Dentro do sistema de manipulação semântica, ou seja, na “novilíngua” dos doutos, uma criança pode ser esquartejada no ventre materno em nome da “dignidade da pessoa humana” ou dos “direitos da mulher”. Um latrocida sanguinário, com folha de antecedentes semelhante a um guia telefônico, pode ser solto em nome da “presunção de inocência”. Usar e vender drogas passam a ser direitos sacrossantos,e uma vítima pode ser obrigada a encarar seu estuprador durante o depoimento para preservação das “garantias fundamentais” do acusado. Por outro lado, o policial que arrisca a vida, recebendo salário de fome, deve ser considerado a própria encarnação do mal, a exemplo de qualquer agente do estado que ouse defender a punição severa dos delinquentes. Essa inversão de mentalidade foi magistralmente captada pelo filósofo Olavo de Carvalho no (cada vez mais atual) artigo Bandidos & Letrados (Jornal do Brasil,26/12/1994):

“(...) Humanizar a imagem do delinqüente, deformar, caricaturar até os limites do grotesco e da animalidade o cidadão de classe média e alta, ou mesmo o homem pobre quando religioso e cumpridor dos seus deveres — que neste caso aparece como conformista desprezível e virtual traidor da classe —, eis o mandamento que uma parcela significativa dos nossos artistas tem seguido fielmente, e a que um exército de sociólogos, psicólogos e cientistas políticos dá discretamente, na retaguarda, um simulacro de respaldo ‘científico’".

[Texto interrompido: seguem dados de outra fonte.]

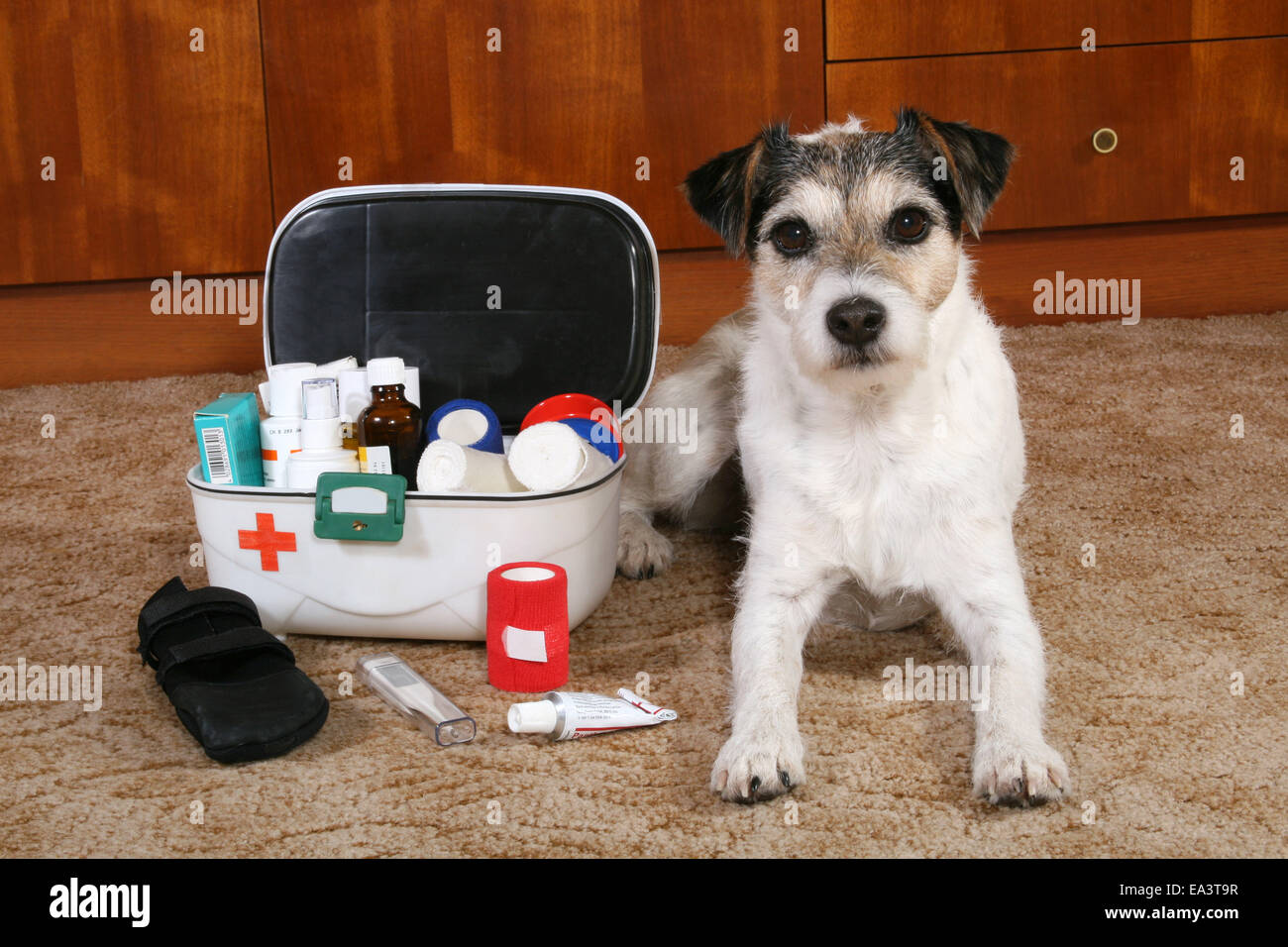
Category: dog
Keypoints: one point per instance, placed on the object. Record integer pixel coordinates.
(864, 398)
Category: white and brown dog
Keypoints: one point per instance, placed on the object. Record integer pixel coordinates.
(875, 416)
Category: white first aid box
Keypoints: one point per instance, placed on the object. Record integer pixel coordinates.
(501, 294)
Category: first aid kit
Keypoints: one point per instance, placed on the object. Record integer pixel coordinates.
(503, 295)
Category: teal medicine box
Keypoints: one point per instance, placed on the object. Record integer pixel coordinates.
(228, 438)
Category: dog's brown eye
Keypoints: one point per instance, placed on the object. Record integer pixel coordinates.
(791, 237)
(910, 224)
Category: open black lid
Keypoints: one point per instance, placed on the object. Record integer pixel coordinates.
(501, 294)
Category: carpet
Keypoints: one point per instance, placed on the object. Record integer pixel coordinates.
(1167, 656)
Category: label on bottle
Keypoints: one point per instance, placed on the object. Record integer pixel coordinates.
(375, 460)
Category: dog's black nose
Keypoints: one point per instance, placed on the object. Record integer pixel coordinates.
(855, 321)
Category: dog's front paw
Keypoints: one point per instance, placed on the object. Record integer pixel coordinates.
(758, 764)
(642, 551)
(1013, 772)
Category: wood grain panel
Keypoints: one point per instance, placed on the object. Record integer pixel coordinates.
(579, 91)
(161, 158)
(890, 29)
(107, 331)
(1237, 108)
(1051, 103)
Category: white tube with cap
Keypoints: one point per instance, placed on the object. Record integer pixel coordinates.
(320, 437)
(279, 433)
(566, 715)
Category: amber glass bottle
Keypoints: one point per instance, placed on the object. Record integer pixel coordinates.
(389, 429)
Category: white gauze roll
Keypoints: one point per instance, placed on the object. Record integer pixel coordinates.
(553, 457)
(449, 468)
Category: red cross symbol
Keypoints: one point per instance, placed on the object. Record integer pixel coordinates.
(267, 540)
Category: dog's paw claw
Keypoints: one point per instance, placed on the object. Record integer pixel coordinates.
(642, 551)
(755, 770)
(1018, 774)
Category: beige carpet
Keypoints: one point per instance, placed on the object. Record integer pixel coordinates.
(1129, 449)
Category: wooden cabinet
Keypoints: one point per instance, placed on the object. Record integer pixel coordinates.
(622, 95)
(125, 153)
(1181, 114)
(884, 30)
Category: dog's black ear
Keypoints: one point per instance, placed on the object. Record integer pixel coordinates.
(724, 189)
(973, 167)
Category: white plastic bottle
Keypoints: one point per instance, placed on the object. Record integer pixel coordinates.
(279, 433)
(320, 438)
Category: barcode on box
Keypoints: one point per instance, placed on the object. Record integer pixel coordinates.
(215, 447)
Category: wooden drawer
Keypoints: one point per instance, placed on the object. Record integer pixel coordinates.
(578, 94)
(1181, 112)
(866, 30)
(160, 159)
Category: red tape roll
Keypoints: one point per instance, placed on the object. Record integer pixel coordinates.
(527, 620)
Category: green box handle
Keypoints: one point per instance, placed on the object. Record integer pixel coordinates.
(366, 527)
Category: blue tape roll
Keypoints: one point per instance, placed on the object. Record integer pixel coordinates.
(596, 436)
(490, 440)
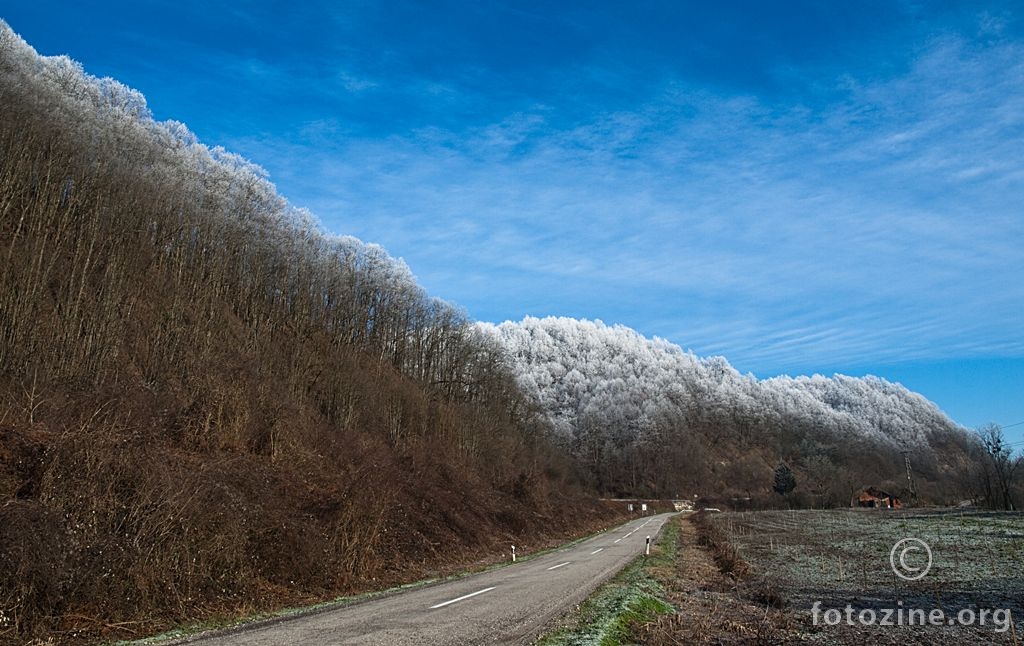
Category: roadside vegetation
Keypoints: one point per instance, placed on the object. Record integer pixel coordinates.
(634, 597)
(208, 406)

À luz da "ética" daí resultante, não existe mal no mundo senão a "moral conservadora". Que é um assalto, um estupro, um homicídio, perto da maldade satânica que se oculta no coração de um pai de família que, educando seus filhos no respeito à lei e à ordem, ajuda a manter o status quo? O banditismo é em suma, nessa cultura, ou o reflexo passivo e inocente de uma sociedade injusta, ou a expressão ativa de uma revolta popular fundamentalmente justa. Pouco importa que o homicídio e o assalto sejam atos intencionais, que a manutenção da ordem injusta não esteja nem de longe nos cálculos do pai de família e só resulte como somatória indesejada de milhões de ações e omissões automatizadas da massa anônima. A conexão universalmente admitida entre intenção e culpa está revogada entre nós por um atavismo marxista erigido em lei: pelo critério "ético" da nossa intelectualidade, um homem é menos culpado pelos seus atos pessoais que pelos da classe a que pertence (...)”.

O problema é que, como dizia John Adams, “fatos são persistentes”. A primeira realidade (à qual nós mortais estamos sujeitos) acaba sempre se impondo de forma brutal ao “mundo-cor-de-rosa-com-Papai-Noel-chapado-de-prozac-na-Disney”, que só existe na cabeça da vanguarda judicial tupiniquim graças à sua pertinaz “recusa em perceber” os fatos do mundo circundante. Na segunda realidade, onde vivem esses seres iluminados, delinquentes da estirpe doo famoso “Champinha” podem ser consideradosheróis do lumpemproletariado em luta contra o sistema opressor. No mundo real, continuamsendo feras assassinas, que enxergam a sociedade como um grande parque de diversões para vazão de seus instintos animalescos.

Jamais me ocuparia do assunto, caso ele se limitasse ao usual e soporífero onanismo acadêmico. Ocorre que, no presente momento, toda essa brincadeira custa ao país 60 mil homicídios por ano (treze por cento dos assassinatos do planeta, segundo publicação recente). Para que não se diga que fico apenas com a frieza dos números, evoco o testemunho de todos os colegas que atuam ou atuaram em Varas Criminais, e, mais especialmente, perante o Tribunal do Júri: há algo mais desolador do queuma família enlutada, de quem tudo já foi tirado, ser condenada a ver seu clamor por justiça sacrificado no altar da bandidolatria?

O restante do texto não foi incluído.